Disposta a expandir este segmento e a repetir a sua já conhecida liderança mundial, a General Eletric adquire em 2000 a Showpower, incluindo a filial Brasil. Desde então importou mais geradores e já planeja abrir mais escritórios em nosso país e na América Latina, o que a fez abrir a divisão GE Energy Rentals. O Rock in Rio 3, aliás, foi um bom motivo para a chegada de cinco geradores: três de 1250 kW e dois de 840 kW, imediatamente incorporados à "frota" daqui.
O festival mobilizou uma equipe de 30 pessoas, boa parte delas envolvida na permanente monitoração de geradores e sistemas de ar condicionado, segmento também atendido pela empresa. Como backup, a GE instalou nos principais pontos do Rock in Rio unidades que trabalham em paralelo, dividindo e assumindo a carga quando necessário. Além disso, alguns geradores possuíam disjuntores com parâmetros digitais ajustáveis.
M&T conversou com o engenheiro Luiz Braga, diretor geral da GE Energy Rentals no Brasil, numa das dezenas de contêineres/ escritórios espalhados pela cidade do Rock.
M&T: Como a GE e a Showpower se juntaram?
Luís Braga: A GE comprou a Showpower há um ano. A GE não atuava no mercado de locação, nem de geradores e nem de ar condicionado. A decisão de investir nessa área surgiu em 1999 e a expansão veio com a aquisição da Showpower. A intenção é se espalhar para outros países da América Latina.
M&T: Quantos geradores a GE instalou no Rock in Rio 3?
Luís Braga: São 42 geradores.

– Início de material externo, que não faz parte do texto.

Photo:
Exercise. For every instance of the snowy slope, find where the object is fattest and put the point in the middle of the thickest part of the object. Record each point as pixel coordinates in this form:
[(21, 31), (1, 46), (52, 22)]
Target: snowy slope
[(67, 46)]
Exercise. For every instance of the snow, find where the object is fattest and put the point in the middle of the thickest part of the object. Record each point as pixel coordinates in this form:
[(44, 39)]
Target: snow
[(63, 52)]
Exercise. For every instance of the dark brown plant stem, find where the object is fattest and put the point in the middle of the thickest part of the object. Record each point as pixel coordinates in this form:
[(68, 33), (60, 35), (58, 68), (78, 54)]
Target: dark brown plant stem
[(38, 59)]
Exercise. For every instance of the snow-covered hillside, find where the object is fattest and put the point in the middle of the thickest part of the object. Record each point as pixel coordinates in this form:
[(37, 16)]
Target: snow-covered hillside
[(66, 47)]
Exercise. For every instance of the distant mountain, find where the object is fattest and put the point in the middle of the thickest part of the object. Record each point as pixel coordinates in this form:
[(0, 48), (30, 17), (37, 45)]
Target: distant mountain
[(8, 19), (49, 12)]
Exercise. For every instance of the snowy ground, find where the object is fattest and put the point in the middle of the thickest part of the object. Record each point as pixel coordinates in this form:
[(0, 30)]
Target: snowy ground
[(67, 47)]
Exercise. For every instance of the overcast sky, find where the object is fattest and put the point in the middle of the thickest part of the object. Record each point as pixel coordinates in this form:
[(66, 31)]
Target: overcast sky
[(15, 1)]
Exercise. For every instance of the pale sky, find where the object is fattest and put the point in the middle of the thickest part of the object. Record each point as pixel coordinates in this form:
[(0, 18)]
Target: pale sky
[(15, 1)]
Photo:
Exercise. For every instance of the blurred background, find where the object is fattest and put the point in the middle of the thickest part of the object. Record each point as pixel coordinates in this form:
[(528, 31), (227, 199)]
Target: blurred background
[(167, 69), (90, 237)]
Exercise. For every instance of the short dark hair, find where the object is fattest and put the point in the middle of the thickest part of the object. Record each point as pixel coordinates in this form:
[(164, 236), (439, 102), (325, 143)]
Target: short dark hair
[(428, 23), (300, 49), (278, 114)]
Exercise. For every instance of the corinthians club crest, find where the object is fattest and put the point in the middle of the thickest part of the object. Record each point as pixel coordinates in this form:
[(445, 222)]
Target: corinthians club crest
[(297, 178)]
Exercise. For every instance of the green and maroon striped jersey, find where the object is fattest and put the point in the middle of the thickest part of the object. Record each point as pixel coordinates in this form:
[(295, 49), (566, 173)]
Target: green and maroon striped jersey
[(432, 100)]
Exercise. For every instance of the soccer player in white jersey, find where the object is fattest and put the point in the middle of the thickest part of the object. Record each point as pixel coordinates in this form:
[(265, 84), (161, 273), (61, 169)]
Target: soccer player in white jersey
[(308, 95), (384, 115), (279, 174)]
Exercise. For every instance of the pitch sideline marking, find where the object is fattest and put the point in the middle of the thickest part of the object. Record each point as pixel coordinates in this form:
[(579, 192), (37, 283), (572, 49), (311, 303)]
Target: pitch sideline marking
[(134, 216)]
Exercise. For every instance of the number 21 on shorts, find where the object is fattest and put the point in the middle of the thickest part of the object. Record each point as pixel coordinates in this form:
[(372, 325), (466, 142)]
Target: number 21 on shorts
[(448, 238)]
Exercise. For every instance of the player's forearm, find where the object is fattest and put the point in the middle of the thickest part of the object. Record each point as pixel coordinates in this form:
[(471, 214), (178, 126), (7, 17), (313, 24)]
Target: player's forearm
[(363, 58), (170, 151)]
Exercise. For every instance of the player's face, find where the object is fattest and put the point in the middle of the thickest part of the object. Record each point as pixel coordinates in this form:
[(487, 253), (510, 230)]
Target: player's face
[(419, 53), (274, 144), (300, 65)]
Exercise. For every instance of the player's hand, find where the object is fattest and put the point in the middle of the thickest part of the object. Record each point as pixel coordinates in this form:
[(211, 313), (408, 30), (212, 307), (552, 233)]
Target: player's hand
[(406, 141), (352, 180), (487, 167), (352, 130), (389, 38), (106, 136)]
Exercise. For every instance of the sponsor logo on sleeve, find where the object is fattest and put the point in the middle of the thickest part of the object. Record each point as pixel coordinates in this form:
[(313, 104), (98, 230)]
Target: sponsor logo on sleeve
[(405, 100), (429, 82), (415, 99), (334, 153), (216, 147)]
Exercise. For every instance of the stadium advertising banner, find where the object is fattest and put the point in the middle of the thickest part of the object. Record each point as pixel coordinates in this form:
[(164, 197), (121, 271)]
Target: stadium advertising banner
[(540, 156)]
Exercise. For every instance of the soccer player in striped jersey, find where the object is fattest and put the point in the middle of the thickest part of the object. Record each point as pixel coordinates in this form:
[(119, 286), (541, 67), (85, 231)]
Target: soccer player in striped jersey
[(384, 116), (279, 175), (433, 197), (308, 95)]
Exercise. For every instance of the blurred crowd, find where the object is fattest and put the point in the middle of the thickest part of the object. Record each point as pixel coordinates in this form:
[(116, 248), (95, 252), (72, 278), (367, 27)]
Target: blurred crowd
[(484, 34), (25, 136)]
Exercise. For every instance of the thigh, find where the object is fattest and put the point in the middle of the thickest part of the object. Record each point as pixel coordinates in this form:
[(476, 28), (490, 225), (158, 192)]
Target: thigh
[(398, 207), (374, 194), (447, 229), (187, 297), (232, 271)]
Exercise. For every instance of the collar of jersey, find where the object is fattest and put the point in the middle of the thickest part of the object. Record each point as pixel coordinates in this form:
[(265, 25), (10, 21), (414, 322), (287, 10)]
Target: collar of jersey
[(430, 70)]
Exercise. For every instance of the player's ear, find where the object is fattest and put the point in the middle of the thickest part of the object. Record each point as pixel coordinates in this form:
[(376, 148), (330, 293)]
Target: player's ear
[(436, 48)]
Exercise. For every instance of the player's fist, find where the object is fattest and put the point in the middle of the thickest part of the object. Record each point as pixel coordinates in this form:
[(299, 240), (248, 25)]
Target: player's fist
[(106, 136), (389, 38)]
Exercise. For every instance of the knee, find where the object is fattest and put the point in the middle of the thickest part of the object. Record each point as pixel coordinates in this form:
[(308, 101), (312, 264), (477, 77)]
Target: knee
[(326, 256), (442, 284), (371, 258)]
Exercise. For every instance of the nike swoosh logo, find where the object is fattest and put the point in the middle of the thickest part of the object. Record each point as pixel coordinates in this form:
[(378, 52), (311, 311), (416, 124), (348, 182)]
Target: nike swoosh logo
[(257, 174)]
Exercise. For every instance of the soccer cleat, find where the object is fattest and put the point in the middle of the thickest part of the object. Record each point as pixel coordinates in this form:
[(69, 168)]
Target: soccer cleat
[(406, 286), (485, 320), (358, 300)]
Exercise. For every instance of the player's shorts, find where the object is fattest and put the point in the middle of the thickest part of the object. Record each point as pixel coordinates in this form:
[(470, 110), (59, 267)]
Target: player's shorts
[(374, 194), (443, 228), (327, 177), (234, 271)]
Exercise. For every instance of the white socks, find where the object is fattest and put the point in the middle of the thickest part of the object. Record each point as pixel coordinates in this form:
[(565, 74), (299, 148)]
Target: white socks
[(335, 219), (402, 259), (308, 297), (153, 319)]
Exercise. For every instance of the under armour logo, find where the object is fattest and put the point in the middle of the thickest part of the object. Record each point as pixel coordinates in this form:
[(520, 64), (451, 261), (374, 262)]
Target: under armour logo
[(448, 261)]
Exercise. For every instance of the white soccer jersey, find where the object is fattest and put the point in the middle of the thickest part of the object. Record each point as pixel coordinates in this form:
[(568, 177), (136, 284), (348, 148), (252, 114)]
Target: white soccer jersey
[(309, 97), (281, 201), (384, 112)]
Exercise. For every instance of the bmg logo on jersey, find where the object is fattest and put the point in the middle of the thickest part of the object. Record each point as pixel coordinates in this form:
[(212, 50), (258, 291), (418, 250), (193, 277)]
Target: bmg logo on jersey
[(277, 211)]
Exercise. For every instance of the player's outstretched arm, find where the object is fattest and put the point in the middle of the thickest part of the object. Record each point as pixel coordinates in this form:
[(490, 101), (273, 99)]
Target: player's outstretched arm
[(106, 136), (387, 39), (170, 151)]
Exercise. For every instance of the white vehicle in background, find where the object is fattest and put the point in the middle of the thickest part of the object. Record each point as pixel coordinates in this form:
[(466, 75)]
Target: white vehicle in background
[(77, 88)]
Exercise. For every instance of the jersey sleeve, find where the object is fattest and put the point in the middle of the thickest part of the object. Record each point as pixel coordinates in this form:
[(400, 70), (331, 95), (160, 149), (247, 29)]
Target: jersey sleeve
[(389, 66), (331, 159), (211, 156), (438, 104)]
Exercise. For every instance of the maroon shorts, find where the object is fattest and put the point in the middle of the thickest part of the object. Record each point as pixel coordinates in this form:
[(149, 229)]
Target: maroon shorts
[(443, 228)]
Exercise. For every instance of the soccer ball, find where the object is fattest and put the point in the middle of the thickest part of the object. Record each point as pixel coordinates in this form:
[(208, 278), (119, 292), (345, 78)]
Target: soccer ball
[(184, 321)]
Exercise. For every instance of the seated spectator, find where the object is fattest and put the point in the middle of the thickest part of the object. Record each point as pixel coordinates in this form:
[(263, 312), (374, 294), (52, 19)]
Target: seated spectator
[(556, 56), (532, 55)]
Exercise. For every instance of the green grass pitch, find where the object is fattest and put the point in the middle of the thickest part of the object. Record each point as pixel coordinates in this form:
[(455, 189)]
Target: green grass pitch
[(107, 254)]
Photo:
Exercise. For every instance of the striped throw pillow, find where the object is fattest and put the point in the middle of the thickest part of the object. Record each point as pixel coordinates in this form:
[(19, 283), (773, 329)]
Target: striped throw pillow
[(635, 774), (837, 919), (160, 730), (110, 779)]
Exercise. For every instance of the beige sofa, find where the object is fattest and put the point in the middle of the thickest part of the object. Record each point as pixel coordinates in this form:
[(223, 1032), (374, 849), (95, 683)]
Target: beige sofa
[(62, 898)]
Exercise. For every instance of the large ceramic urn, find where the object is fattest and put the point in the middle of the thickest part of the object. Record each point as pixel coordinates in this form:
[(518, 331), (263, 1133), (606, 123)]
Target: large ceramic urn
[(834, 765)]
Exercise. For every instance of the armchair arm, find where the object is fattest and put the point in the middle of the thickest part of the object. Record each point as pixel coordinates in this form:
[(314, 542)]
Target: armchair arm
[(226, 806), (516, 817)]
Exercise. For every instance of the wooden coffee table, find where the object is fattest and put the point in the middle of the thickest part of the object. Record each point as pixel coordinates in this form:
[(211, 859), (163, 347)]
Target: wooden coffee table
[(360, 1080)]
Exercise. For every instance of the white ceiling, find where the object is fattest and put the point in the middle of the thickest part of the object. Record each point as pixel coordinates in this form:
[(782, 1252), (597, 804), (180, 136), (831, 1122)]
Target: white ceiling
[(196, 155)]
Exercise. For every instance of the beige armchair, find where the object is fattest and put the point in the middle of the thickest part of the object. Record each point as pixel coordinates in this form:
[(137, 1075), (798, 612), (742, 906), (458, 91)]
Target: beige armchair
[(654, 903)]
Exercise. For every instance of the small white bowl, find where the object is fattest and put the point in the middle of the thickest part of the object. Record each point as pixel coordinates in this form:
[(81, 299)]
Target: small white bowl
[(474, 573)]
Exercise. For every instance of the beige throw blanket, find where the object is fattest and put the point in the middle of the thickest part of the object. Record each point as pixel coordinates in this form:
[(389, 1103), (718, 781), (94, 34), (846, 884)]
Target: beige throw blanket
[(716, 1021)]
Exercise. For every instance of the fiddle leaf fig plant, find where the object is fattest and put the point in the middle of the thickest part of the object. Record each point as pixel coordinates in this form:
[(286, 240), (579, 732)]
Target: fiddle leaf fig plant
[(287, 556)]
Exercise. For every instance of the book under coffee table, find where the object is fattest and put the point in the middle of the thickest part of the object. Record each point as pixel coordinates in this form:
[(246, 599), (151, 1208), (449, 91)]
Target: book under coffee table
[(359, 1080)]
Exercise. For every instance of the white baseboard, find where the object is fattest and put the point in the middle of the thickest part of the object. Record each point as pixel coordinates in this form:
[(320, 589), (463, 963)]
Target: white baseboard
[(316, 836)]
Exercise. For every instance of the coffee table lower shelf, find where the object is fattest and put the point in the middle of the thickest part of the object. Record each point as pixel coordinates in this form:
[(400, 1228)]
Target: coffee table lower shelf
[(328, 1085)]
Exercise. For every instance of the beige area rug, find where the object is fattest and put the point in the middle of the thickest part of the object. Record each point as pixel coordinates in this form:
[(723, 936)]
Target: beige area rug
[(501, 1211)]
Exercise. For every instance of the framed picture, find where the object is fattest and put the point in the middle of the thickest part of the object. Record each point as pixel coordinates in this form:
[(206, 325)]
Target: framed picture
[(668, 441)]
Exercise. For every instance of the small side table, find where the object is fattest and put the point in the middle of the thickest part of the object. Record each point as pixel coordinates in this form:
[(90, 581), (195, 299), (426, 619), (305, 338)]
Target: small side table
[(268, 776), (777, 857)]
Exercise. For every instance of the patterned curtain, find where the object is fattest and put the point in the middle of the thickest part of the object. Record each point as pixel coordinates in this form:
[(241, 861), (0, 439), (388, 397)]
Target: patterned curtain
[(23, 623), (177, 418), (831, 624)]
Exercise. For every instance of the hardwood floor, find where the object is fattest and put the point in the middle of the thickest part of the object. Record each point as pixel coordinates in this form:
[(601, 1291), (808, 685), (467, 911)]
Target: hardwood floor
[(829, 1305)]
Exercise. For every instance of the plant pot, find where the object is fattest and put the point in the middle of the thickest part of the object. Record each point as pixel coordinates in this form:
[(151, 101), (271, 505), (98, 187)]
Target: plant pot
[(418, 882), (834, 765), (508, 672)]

Temos 15 mW (megawatts) instalados, incluindo a redundância e o fornecimento de ar condicionado (1 mW divididos entre a sala de imprensa, os dois Cyber Space, as duas áreas vips e a tenda Mundo Melhor). O Mundo é o palco que nós temos mais preocupação, são quase seis mW, o que representa três vezes o necessário. O fator de risco é bem baixo. A redundância está centrada nos locais de evento como o palco Mundo e as tendas Raízes e Brasil. A mesma coisa com relação a alimentação e bebidas porque a interrupção pode gerar certa confusão. No resto nós não temos redundância, e sim geradores de emergência.